Douglas Stebila
An end-to-end systems approach to elliptic curve cryptography
Abstract
Since its proposal by Victor Miller and Neal Koblitz in the mid 1980s, elliptic curve cryptography (ECC) has evolved into a mature public-key cryptosystem. Offering the smallest key size and the highest strength per bit, its computational efficiency can benefit both client devices and server machines. We have designed a programmable hardware accelerator to speed up point multiplication for elliptic curves over binary polynomial fields GF(2m). The accelerator is based on a scalable architecture capable of handling curves of arbitrary field degrees up to m=255. In addition, it delivers optimized performance for a set of commonly used curves through hard-wired reduction logic. A prototype implementation running in a Xilinx XCV2000E FPGA at 66.4 MHz shows a performance of 6987 point multiplications per second for GF(2163). We have integrated ECC into OpenSSL, today's dominant implementation of the secure Internet protocol SSL, and tested it with the Apache web server and open-source web browsers.
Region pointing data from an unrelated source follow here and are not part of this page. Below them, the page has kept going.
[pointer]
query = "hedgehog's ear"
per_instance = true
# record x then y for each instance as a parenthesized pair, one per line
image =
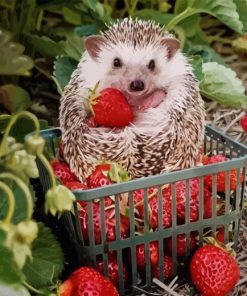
(172, 45)
(93, 44)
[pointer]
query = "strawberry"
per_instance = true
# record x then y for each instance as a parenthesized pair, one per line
(181, 199)
(87, 281)
(113, 270)
(62, 171)
(110, 108)
(73, 185)
(181, 244)
(213, 271)
(99, 177)
(243, 122)
(110, 221)
(61, 151)
(167, 268)
(221, 176)
(154, 254)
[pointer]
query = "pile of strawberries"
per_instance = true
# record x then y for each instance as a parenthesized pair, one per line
(102, 177)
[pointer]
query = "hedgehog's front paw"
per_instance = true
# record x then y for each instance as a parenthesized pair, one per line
(153, 100)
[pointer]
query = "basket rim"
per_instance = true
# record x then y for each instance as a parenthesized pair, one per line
(164, 178)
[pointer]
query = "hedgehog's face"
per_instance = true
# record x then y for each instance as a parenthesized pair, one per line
(135, 71)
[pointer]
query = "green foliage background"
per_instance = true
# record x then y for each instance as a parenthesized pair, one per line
(41, 42)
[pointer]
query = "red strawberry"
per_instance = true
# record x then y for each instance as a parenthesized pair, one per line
(167, 268)
(87, 281)
(181, 199)
(99, 177)
(243, 122)
(154, 254)
(181, 244)
(221, 180)
(110, 221)
(75, 185)
(213, 271)
(111, 109)
(113, 270)
(61, 151)
(62, 171)
(221, 176)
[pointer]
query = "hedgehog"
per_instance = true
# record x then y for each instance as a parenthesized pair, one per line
(145, 62)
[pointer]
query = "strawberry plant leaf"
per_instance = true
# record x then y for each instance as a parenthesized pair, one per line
(63, 68)
(86, 30)
(221, 84)
(242, 11)
(196, 61)
(12, 60)
(224, 11)
(14, 98)
(157, 16)
(46, 46)
(9, 271)
(47, 263)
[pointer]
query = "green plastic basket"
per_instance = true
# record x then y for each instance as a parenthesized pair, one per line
(89, 252)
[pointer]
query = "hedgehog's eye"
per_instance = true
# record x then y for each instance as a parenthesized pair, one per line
(151, 65)
(117, 63)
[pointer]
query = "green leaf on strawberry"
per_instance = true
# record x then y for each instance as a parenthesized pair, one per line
(47, 259)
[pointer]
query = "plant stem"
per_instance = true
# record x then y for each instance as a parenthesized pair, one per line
(48, 168)
(25, 190)
(31, 288)
(12, 122)
(11, 202)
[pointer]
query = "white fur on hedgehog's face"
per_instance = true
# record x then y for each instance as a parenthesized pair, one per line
(142, 74)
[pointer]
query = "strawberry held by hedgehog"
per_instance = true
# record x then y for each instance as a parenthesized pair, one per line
(145, 63)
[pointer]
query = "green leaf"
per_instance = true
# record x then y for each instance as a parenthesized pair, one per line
(196, 61)
(72, 16)
(240, 45)
(207, 53)
(225, 11)
(13, 290)
(86, 30)
(222, 85)
(91, 3)
(151, 14)
(12, 60)
(180, 6)
(63, 68)
(14, 98)
(46, 46)
(242, 11)
(9, 272)
(20, 212)
(47, 263)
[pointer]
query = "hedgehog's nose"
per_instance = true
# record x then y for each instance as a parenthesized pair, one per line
(137, 85)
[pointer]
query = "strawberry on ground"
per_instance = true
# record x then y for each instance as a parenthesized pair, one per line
(110, 108)
(62, 171)
(113, 270)
(214, 271)
(87, 281)
(141, 254)
(167, 267)
(181, 244)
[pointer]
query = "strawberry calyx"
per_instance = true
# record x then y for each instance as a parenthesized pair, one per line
(92, 97)
(209, 240)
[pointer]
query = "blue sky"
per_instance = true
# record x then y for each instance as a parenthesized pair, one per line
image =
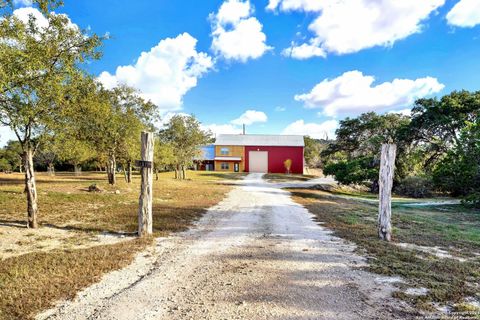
(287, 66)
Keywords: elliptic curve cryptography, hardware accelerator, binary polynomial field arithmetic, Secure Sockets Layer (SSL)
Reference
Nils Gura, Sheueling Chang Shantz, Hans Eberle, Sumit Gupta, Vipul Gupta, Daniel Finchelstein, Edouard Goupy, Douglas Stebila. An end-to-end systems approach to elliptic curve cryptography. In Burton S. Kaliski Jr., Çetin K. Koç, Christof Paar, editors, Proc. Cryptographic Hardware and Embedded Systems (CHES) 2002, LNCS, vol. 2523, pp. 349-365. Springer, August 2002. © IACR.